Achieving economic efficiency for the economy
IN THE DOWNSTREAM OIL AND GAS industry, Nigeria has not received the expected optimal financial yields for the economy. The reason for this is that, a careful observation made reveals that the nation’s output capacity in the downstream subsector is far below standards, based on the huge gap that has been created by poor performances in local refining activities. The imports of refined products significantly contribute to the low GDP in the economy because, energy consumption within the country on a daily basis, comes top among the nation’s imported items, as revealed from the available data. A supporting evidence is the huge amount spent on petroleum products’ imports in the first quarter of 2021; which came to a total sum of N687.7 billion.
Consider such a significant amount that is spent on imported perishable item, being partly consumed as government expenditure (at the expense of focussing more investments on capital projects, with hope of return on investment in the future). Looking at the 2021 annual budget estimate of about N13.6 trillion no doubt, the significant amount spent on the imported refined products obviously, makes the budget feel the heavy impact of such appreciable figures in the economy.
The output capacity could probably be assessed on three levels of productive performances (potential, actual, and the “gap”, which is the unutilised potential). The underlying factor is the challenge of experiencing a poverty status characterised by total neglect occasioned from underdeveloped downstream infrastructure, that should have put the economy on a good pedestal for high productivity. Generally speaking, however, it is on record that the oil industry has constantly maintained, and still retains the lead, as the significant contributor to the nation’s foreign exchange earnings, from the upstream activities in the oil and gas sector, over the years.
The observed poor performances in the economy is really a worrisome development because, the situation is such that, either the industry regulators, or the political leaders, have willfully worked against growing this economy, by not deploying all the past wasted opportunities that were available at their disposal, which ought to have been tapped into, for full exploitation of those resources (that needed support of the intangible assets, particularly “security”, “rule of law”, and observance of procedures void of “impunity” in the corporate space). That would have presented an effective manifestation of the right results to be achieved for the nation’s economic growth and development. This actually ought to have been, whenever the right strings were pulled for productive efficiency, where capital stock (natural resources and the man-made resources) optimally combined with a labour force to yield reasonable national output (at a low cost).
This appreciable national output will (in this case) be the ‘actual national output’ that surpasses the presently observed poor performance results. The present, as actualised, is nothing to write home about; with a huge gap created by inefficiency, as presently recorded in the economy. The gap in national output created as a result of poor productive activities, requires every seriousness to efficiently change the narrative through improved productive activities.
Achieving a right economic efficiency, amounts to realising improved productivity or increasing the Gross Domestic Product (GDP) growth rate for the economy.
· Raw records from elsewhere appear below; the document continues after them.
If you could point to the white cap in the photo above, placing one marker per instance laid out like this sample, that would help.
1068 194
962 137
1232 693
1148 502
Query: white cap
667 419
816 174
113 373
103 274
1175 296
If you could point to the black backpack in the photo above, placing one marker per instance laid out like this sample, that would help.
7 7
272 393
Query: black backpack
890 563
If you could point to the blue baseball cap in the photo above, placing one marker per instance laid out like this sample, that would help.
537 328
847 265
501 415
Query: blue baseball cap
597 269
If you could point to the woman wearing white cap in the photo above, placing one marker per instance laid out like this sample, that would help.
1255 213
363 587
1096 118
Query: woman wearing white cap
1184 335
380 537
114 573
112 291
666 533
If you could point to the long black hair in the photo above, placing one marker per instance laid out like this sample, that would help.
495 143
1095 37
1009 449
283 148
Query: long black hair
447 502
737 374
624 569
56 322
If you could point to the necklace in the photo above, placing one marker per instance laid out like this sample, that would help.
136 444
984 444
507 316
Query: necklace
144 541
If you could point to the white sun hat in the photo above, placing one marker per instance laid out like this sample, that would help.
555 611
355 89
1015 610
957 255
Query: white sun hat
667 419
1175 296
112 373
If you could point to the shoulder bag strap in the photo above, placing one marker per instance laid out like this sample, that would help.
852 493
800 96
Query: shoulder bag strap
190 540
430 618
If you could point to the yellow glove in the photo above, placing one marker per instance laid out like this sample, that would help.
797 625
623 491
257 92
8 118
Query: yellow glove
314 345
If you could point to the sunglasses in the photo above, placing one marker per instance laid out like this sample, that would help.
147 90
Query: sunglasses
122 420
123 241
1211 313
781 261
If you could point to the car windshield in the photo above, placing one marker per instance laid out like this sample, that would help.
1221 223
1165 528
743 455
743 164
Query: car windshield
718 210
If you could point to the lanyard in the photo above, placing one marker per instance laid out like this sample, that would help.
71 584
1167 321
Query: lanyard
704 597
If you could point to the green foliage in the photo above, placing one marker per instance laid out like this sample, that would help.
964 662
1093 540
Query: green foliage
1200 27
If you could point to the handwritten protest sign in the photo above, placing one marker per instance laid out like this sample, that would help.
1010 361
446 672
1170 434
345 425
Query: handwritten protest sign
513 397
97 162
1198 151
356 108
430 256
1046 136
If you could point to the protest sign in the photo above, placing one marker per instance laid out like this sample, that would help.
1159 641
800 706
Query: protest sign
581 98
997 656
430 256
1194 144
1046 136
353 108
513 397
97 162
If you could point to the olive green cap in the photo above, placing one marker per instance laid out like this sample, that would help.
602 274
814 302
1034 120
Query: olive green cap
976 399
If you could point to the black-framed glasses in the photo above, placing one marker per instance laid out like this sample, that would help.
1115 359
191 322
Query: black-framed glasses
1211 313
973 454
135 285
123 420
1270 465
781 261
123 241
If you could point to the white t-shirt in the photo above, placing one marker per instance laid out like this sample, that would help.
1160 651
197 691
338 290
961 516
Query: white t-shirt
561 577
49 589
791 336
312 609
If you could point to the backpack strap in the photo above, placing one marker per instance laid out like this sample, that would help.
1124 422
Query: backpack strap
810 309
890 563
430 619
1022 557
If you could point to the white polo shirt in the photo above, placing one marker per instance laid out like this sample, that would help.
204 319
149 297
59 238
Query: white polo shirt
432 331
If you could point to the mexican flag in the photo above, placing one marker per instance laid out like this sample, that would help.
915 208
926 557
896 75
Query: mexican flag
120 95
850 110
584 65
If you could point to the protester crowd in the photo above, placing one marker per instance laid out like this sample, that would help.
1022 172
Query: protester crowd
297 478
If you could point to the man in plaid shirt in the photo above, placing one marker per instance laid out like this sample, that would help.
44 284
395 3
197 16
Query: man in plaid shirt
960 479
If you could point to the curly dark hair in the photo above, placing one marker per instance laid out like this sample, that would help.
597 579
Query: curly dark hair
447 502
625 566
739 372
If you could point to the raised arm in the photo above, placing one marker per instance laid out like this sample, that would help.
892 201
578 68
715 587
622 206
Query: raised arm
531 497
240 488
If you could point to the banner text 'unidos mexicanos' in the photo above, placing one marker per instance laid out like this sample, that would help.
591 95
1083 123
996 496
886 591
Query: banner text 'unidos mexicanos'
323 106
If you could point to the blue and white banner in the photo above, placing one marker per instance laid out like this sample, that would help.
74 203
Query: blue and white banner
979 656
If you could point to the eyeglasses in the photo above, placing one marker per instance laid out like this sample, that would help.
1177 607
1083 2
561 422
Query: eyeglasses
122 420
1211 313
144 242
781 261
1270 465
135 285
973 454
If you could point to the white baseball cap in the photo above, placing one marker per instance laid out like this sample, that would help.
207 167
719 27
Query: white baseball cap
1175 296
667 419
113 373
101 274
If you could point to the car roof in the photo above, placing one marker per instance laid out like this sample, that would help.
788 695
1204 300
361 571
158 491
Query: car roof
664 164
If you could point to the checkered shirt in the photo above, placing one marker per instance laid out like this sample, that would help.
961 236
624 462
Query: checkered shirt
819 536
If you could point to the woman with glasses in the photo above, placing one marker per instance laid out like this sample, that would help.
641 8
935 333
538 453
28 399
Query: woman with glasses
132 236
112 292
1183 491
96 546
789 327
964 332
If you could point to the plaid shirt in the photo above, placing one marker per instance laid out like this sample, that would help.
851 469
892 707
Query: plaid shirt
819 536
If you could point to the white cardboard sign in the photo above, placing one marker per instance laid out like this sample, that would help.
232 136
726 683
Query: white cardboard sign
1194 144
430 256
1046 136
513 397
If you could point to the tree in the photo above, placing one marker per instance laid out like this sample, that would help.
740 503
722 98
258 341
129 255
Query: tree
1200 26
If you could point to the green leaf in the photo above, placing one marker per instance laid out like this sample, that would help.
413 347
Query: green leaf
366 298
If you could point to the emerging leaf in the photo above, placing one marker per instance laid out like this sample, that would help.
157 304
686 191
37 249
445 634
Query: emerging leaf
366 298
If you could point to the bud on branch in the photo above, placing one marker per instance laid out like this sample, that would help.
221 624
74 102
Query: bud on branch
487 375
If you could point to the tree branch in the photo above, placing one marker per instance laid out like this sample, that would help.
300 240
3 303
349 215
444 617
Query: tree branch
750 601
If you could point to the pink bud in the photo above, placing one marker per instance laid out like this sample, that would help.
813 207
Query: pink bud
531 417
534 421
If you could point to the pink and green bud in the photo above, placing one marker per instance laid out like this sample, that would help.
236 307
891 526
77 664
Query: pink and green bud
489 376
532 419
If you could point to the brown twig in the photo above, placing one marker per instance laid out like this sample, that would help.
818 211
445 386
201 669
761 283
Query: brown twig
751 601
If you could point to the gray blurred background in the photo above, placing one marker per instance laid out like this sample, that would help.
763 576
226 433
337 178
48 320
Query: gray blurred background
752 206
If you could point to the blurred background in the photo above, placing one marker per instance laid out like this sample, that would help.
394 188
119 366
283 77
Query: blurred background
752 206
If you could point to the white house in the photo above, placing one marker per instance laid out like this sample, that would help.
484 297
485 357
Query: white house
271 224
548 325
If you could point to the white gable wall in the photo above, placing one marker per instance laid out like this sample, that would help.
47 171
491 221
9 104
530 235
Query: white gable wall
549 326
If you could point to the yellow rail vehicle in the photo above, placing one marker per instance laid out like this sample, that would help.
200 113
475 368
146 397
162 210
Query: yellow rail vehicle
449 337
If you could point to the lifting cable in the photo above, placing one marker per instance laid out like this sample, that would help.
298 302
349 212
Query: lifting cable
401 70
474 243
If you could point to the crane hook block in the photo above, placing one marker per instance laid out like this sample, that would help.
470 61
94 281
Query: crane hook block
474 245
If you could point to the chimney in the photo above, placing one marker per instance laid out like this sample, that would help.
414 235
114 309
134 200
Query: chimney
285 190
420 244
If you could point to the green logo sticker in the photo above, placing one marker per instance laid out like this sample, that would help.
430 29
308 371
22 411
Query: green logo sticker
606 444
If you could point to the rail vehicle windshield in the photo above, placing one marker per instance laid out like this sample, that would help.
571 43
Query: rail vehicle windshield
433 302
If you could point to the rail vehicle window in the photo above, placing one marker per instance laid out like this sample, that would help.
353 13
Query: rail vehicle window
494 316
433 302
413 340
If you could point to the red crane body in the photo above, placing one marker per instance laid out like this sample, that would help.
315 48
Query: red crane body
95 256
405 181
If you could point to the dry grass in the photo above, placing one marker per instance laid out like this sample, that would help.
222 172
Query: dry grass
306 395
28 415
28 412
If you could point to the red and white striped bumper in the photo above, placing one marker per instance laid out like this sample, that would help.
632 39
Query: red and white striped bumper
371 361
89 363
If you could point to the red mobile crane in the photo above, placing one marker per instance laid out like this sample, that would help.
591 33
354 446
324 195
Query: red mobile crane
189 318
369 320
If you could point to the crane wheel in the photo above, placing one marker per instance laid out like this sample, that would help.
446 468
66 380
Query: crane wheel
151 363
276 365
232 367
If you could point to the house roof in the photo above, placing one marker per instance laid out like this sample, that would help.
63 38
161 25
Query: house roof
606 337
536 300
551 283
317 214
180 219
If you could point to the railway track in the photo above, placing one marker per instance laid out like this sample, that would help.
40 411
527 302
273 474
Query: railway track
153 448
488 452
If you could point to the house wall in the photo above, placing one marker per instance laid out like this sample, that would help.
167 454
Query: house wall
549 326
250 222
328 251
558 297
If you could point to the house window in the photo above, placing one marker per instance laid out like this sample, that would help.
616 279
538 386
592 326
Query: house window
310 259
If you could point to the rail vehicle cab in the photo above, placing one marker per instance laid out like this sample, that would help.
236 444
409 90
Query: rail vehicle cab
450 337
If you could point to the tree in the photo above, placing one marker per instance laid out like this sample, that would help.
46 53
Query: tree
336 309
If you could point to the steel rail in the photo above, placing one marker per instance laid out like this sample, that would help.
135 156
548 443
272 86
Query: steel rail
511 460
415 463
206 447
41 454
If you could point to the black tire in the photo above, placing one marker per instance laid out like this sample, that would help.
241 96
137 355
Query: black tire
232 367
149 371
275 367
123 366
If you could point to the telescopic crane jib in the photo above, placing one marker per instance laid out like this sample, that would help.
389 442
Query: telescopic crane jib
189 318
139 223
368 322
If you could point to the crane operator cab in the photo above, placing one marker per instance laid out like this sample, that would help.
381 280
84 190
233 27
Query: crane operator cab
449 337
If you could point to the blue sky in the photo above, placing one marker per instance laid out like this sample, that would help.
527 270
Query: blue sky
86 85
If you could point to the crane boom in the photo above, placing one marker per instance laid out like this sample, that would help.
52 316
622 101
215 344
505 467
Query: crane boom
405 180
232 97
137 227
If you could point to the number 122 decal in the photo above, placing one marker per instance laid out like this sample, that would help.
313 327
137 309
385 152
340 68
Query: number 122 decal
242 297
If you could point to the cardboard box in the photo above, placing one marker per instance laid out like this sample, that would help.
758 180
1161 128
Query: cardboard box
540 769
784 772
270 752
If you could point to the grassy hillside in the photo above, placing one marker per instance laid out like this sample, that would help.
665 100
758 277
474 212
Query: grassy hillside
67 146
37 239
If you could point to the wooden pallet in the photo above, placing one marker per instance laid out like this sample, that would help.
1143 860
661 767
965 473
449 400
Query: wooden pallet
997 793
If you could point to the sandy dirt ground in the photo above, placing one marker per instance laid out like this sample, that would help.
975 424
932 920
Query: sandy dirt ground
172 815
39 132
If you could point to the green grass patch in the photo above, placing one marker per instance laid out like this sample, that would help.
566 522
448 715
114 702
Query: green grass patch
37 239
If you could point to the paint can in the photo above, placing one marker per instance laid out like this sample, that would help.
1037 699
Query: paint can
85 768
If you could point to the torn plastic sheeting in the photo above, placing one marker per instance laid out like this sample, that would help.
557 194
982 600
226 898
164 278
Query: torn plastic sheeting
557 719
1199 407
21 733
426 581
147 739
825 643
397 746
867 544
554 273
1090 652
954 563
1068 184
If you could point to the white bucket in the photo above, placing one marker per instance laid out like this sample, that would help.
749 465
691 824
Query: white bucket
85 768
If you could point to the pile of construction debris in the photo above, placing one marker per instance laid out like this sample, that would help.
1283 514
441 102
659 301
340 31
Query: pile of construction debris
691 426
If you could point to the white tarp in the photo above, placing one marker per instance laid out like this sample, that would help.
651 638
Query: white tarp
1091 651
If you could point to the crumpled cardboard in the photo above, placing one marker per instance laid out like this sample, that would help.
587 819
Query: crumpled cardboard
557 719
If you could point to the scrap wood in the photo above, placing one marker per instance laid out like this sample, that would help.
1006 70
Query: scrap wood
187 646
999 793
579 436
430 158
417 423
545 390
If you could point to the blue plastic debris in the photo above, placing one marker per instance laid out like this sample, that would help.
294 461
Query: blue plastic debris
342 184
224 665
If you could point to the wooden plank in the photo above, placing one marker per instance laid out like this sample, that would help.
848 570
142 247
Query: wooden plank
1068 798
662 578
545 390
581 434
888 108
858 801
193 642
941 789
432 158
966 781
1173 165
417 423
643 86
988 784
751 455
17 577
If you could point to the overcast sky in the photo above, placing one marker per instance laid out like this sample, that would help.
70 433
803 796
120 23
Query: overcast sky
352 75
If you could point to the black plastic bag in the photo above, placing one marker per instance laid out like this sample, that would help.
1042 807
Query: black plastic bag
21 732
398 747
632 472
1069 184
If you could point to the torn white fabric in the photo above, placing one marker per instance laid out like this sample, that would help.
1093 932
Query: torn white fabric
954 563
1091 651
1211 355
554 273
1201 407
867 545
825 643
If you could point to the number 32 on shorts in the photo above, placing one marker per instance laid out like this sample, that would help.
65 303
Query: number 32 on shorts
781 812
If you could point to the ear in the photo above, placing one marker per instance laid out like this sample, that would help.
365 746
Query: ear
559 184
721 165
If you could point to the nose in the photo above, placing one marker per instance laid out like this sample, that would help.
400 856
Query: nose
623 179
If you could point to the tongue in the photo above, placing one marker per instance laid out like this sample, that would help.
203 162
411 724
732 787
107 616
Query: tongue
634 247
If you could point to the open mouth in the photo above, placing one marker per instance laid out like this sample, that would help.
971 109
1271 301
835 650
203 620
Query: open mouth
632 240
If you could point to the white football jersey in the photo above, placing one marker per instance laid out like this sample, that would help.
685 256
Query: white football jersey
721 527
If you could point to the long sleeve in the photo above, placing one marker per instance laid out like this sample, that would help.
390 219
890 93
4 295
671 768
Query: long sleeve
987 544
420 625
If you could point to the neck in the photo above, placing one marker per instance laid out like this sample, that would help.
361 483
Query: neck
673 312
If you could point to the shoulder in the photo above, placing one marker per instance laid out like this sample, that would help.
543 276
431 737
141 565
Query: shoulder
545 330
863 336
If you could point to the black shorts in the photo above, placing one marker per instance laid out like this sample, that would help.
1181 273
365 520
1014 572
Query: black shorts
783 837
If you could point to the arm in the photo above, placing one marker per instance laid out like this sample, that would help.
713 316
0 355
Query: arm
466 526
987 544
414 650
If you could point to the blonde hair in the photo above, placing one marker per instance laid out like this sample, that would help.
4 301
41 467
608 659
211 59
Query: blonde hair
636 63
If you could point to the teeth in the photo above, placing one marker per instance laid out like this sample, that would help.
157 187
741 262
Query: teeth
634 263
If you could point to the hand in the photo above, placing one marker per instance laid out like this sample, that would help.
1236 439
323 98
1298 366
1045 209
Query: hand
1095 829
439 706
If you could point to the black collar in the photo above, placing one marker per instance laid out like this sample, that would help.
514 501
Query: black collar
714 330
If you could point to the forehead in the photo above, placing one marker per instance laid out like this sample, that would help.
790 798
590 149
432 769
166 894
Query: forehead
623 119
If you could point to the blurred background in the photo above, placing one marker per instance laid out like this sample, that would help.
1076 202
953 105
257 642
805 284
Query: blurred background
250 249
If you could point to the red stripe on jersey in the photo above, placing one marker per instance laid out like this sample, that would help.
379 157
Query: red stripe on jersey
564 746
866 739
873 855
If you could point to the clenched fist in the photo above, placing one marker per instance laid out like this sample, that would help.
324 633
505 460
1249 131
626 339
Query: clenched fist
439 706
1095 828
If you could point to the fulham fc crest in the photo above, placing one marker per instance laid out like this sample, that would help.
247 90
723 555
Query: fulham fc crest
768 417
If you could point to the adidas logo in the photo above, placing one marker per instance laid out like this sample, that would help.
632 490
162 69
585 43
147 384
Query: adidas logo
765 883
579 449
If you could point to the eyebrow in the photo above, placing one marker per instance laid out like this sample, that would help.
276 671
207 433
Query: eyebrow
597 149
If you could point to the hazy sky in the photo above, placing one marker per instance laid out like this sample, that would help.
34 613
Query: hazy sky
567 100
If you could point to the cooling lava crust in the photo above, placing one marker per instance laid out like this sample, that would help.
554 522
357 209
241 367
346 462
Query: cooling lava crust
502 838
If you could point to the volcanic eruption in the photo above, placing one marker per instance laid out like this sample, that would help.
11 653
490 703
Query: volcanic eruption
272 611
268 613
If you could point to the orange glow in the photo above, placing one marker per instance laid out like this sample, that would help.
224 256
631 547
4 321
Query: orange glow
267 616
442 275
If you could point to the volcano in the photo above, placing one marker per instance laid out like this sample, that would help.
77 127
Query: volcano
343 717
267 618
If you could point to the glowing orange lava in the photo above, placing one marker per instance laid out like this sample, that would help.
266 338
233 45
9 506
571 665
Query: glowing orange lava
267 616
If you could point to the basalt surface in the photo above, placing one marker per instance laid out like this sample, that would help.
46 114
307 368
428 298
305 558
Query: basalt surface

The implication is that the downstream operations need to scale up in the in-country productive activities. To achieve this, means that the local refining activities must increase, to trigger automatic increase in locally refined products and make it available for the local market. As locally refined products increase, the import of petroleum products automatically decreases, and at the same time relieves the foreign exchange portfolio or the external reserves of the forex pressure for such importation. The decrease in importation will improve the GDP growth rate in the economy.
Energy is known as fuel for consumption. It could be sourced from nature (like the fossil fuels, including coals and the crude oil and natural gas). It is also sourced from scientifically invented transformative processes, known as the alternative, cleaner energy solutions recently trending due to the climate change global environmental challenges. The cleaner and reusable energy solutions include nuclear, voltaic cells, in addition to the hydro, solar, wind; sources for instance. All put together, obey a phenomenal law in transformation of energy that, “energy is neither created nor destroyed”. This is the basis of processing fossil fuels to a usable form (through crude oil refining) for wealth creation, being expressed in financial or monetary terms. Its consumption through demand and supply, drives prosperity and sustainability in the economy.The productive activities and processes is the main focus in this discourse hence, economic efficiency.
The optimal exploits achieved through product development for maximal yields at low cost is the main target being pursued. It is, therefore, the only way; no gap could be left in national output from its available potential for actualisation of a commensurate national income. This needs to be taking place in the nation’s petroleum downstream operations, as being clamoured hereto.
Energy, of course, is life; because it affects the quality of life. Prosperity, which is an improved economy, can only be achieved when wealth is created through commercial efforts and economic activities undertaken by a business owner (at microeconomic level) or by a nation (at macroeconomic level). It improves productivity or triggers steady Gross Domestic Product (GDP) growth rate, which automatically forces down inflationary pressure, occasioned from the prices of consumable items. On the other hand, importation activities for such consumables are brought to the barest minimum. The macroeconomics, therefore, involves other dimensions of human activities, which include the environment and social factors but, ultimately, boils down to sustainability, in managing those variables.